Ankara (ANTARA) - Pengadilan Prancis pada Rabu menetapkan surat perintah penangkapan terhadap pemimpin rezim Suriah Bashar al-Assad, menudingnya terlibat dalam serangan kimia pada 2013 di Ghouta Timur.
Pengadilan Banding Paris menolak permohonan Kantor Kejaksaan Anti-Terorisme Nasional Prancis (PNAT) untuk membatalkan surat perintah tersebut, yang menyatakan bahwa Assad memiliki kekebalan hukum.
"Melarang penggunaan senjata kimia adalah bagian dari hukum kebiasaan internasional sebagai aturan wajib, dan kejahatan internasional yang sedang dipertimbangkan oleh para hakim tidak dapat dianggap sebagai bagian dari tugas resmi seorang kepala negara," kata pengadilan tersebut dalam sebuah pernyataan.

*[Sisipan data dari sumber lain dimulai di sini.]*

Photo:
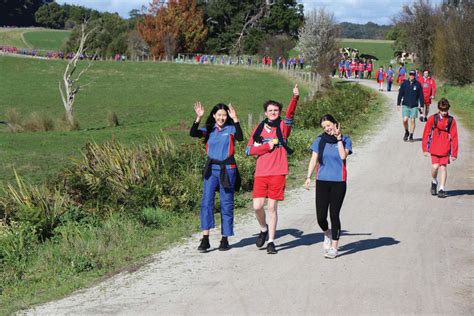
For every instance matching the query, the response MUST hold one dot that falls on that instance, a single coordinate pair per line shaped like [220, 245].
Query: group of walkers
[269, 144]
[42, 53]
[354, 69]
[440, 135]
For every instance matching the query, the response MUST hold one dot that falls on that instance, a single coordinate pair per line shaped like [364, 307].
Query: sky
[355, 11]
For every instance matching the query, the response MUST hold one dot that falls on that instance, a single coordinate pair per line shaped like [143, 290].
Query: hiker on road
[410, 95]
[220, 174]
[440, 140]
[269, 143]
[330, 150]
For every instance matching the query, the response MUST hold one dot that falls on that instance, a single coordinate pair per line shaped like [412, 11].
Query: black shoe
[271, 250]
[442, 194]
[204, 245]
[262, 237]
[224, 245]
[405, 138]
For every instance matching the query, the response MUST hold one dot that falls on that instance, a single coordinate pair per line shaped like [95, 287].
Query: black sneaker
[262, 237]
[405, 138]
[224, 245]
[271, 250]
[442, 194]
[204, 245]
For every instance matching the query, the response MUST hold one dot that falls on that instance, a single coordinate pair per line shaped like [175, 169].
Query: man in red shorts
[429, 92]
[269, 143]
[440, 139]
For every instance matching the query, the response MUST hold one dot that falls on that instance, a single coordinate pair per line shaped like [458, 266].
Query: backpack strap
[448, 127]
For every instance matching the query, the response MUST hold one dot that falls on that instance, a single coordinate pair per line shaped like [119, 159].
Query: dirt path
[402, 250]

"Dengan demikian, kejahatan tersebut dapat dipisahkan dari kedaulatan yang secara alami melekat pada tugas tersebut. Sehingga surat perintah penangkapan tetap berlaku," tambah mereka.
Kasus tersebut saat ini akan dikembalikan kepada hakim hakim investigasi, dan jaksa memiliki waktu lima hari untuk mengajukan banding ke Pengadilan Kasasi.
Pada November 2023, sebuah surat perintah penangkapan dikeluarkan untuk Assad, menudingnya terlibat dalam kejahatan terhadap kemanusiaan dan kejahatan perang yang terkait dengan serangan kimia 2013.
Saudara Assad, Maher al-Assad, komandan Divisi Keempat Tentara Suriah, dan seorang jenderal rezim juga menghadapi surat perintah penangkapan.
Pada 21 Agustus 2013, pemerintah Suriah menggunakan senjata kimia di Ghouta Timur, menewaskan lebih dari 1.400 warga sipil.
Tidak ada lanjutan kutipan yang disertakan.